The price of Bitcoin, the world’s largest crypto asset by market capitalization, soared to a new high over the weekend as the Biden administration scrambled to limit the fallout from the collapsed Silicon Valley Bank (SVB), the country’s 16th biggest bank and regarded by Forbes as America’s Best Banks for the five straight years.
The price of Bitcoin broke through the $21,000 price level following reports Sunday that federal authorities, particularly the Treasury Department, conducted a series of emergency meetings to look into the possibility of safeguarding uninsured deposits at Silicon Valley Bank in the event it could not find a buyer for the institution.

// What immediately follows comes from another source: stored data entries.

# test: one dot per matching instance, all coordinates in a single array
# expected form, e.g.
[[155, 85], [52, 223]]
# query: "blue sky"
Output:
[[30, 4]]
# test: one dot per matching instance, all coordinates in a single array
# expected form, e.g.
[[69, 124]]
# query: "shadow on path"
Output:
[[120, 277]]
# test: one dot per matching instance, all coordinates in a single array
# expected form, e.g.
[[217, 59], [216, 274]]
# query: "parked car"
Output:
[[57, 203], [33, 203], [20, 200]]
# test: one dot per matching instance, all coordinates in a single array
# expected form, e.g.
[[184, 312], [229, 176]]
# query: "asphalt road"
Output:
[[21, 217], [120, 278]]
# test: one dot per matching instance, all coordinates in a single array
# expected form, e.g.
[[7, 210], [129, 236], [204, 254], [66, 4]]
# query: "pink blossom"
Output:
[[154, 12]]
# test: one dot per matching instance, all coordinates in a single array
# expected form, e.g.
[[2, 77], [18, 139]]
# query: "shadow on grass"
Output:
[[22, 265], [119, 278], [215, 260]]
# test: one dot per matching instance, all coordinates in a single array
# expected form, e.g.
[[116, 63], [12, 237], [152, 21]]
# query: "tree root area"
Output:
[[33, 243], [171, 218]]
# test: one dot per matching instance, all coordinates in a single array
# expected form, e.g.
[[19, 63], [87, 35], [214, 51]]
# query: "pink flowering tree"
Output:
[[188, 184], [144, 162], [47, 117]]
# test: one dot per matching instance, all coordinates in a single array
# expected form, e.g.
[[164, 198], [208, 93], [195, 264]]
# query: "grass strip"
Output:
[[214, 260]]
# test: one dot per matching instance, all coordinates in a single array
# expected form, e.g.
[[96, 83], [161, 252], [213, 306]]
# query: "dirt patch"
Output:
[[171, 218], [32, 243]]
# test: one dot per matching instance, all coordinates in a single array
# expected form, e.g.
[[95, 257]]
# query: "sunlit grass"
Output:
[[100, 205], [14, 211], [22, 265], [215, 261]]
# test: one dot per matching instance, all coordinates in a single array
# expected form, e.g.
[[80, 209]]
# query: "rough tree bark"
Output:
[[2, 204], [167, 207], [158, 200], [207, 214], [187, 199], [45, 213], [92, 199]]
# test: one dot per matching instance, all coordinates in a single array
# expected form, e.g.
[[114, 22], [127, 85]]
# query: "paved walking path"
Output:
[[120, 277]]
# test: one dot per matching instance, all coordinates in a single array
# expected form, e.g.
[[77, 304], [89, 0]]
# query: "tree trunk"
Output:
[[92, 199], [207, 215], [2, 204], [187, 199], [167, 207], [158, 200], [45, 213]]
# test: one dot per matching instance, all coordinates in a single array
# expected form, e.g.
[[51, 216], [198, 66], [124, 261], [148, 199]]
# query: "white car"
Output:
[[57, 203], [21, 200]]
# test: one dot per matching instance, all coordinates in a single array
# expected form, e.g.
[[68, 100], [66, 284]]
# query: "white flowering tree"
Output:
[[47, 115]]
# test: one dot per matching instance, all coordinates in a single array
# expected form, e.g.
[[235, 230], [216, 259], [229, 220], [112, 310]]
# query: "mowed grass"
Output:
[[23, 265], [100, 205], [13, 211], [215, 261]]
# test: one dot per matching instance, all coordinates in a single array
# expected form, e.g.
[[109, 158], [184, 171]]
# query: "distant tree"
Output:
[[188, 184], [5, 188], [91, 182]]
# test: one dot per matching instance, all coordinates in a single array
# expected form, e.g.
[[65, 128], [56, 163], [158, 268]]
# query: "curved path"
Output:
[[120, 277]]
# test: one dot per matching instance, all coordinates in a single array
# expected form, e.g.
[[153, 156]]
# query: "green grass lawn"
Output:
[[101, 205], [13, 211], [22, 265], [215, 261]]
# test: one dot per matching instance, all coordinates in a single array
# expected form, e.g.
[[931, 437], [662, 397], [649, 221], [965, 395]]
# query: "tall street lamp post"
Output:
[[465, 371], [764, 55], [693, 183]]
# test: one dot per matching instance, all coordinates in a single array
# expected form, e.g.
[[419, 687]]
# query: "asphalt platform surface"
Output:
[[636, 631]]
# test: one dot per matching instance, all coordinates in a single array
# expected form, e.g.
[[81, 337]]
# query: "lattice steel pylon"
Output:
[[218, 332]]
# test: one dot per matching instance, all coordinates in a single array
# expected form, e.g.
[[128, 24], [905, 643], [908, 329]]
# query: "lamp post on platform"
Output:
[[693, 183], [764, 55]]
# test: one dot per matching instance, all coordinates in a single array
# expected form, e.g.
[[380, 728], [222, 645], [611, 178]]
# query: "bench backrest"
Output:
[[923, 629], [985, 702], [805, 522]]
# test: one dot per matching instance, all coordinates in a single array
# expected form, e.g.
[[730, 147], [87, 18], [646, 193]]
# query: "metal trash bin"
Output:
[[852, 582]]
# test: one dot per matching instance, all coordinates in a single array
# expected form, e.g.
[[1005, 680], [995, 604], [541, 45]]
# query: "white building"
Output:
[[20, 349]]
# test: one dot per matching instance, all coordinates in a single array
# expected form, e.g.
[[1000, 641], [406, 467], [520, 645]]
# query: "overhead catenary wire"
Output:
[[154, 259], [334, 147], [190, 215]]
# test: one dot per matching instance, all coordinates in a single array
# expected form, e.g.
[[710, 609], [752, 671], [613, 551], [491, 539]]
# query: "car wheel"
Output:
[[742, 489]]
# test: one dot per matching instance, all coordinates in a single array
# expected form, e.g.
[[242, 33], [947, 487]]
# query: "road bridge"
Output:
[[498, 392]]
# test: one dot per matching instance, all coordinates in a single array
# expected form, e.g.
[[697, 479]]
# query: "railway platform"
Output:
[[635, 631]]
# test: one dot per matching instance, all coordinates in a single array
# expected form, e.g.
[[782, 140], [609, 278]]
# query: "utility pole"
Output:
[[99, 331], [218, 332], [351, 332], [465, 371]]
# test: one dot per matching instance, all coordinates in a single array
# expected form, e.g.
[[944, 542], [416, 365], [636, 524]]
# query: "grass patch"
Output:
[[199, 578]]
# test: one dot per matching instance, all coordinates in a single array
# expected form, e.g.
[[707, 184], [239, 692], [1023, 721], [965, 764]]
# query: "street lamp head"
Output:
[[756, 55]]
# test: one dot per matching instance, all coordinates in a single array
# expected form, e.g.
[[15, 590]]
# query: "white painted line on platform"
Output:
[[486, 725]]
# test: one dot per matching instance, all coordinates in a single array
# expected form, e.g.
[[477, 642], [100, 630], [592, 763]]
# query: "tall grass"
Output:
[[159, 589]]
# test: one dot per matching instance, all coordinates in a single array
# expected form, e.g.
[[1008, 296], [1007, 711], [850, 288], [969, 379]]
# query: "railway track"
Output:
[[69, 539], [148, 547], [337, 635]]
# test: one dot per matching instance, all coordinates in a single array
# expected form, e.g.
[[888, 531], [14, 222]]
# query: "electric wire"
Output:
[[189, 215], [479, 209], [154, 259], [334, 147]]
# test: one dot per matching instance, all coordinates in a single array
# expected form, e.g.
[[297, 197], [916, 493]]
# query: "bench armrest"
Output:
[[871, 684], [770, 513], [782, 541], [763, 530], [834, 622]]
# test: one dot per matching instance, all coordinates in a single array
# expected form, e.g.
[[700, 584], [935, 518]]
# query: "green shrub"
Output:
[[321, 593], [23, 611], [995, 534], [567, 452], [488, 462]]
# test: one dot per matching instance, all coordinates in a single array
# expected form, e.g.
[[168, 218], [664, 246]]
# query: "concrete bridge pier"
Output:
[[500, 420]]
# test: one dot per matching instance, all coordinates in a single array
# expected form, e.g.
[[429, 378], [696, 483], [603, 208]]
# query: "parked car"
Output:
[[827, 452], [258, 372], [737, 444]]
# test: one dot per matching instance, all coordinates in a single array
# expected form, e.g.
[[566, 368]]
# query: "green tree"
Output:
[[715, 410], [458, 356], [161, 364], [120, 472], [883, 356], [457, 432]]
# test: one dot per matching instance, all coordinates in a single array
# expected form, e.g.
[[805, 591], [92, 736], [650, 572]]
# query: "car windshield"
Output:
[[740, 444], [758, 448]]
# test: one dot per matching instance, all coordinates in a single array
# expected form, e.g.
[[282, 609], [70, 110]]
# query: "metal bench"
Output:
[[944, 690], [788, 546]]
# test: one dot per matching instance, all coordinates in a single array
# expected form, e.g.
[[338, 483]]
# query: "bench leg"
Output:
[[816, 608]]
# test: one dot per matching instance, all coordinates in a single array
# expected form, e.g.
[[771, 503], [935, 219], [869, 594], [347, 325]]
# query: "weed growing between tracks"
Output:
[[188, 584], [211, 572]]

“Federal authorities are seriously considering safeguarding all uninsured deposits at Silicon Valley Bank, weighing an extraordinary intervention to prevent what they fear would be a panic in the U.S. financial system,” The Washington Post reported, citing people familiar with the matter.
The Silicon Valley Bank collapsed Friday following a $42 billion bank run.
The collapse promoted an immediate widespread realization among various sectors that American bank accounts and corporate accounts are only insured up to $250,000 by the Federal Deposit Insurance Corporation (FDIC), triggering a sharp reversal in the price of the leading crypto asset Bitcoin.
The maiden digital asset showcased a massive price gain of 8.7% and soared from a 24-hour low of $20,334 to a new high price of $22,111 following the news.
It is worth noting that Bitcoin, the first-ever digital asset introduced in the world, was developed out of its pseudonymous creator’s frustration following the 2008 financial crisis. Bitcoin creator Satoshi Nakamoto created the cryptocurrency as an alternative and response to the contemporary banking system as the financial crisis in that year highlighted the collapse of American banks and financial institutions at the expense of citizens.
Nakamoto intended to create a monetary system with inherently limited supply and supported by verifiable and transparent means of validating and processing transactions without the need for any middleman or a bank’s intervention.
The Bitcoin creator used the bitter history of the American banking system to justify the creation of the cryptocurrency asset.
“The root problem with conventional currency is all the trust that’s required to make it work. The central bank must be trusted not to debase the currency, but the history of fiat currencies is full of breaches of that trust,” Nakamoto said.
“Banks must be trusted to hold our money and transfer it electronically, but they lend it out in waves of credit bubbles with barely a fraction in reserve. We have to trust them with our privacy, trust them not to let identity thieves drain our accounts. Their massive overhead costs make micropayments impossible,” he added.
As of 2:06 a.m. ET on Monday, Bitcoin saw a 9.28% increase over the past 24 hours and was trading up at $22,458.19 with a 24-hour volume of $35,018,299,128, according to the latest data from CoinMarketCap.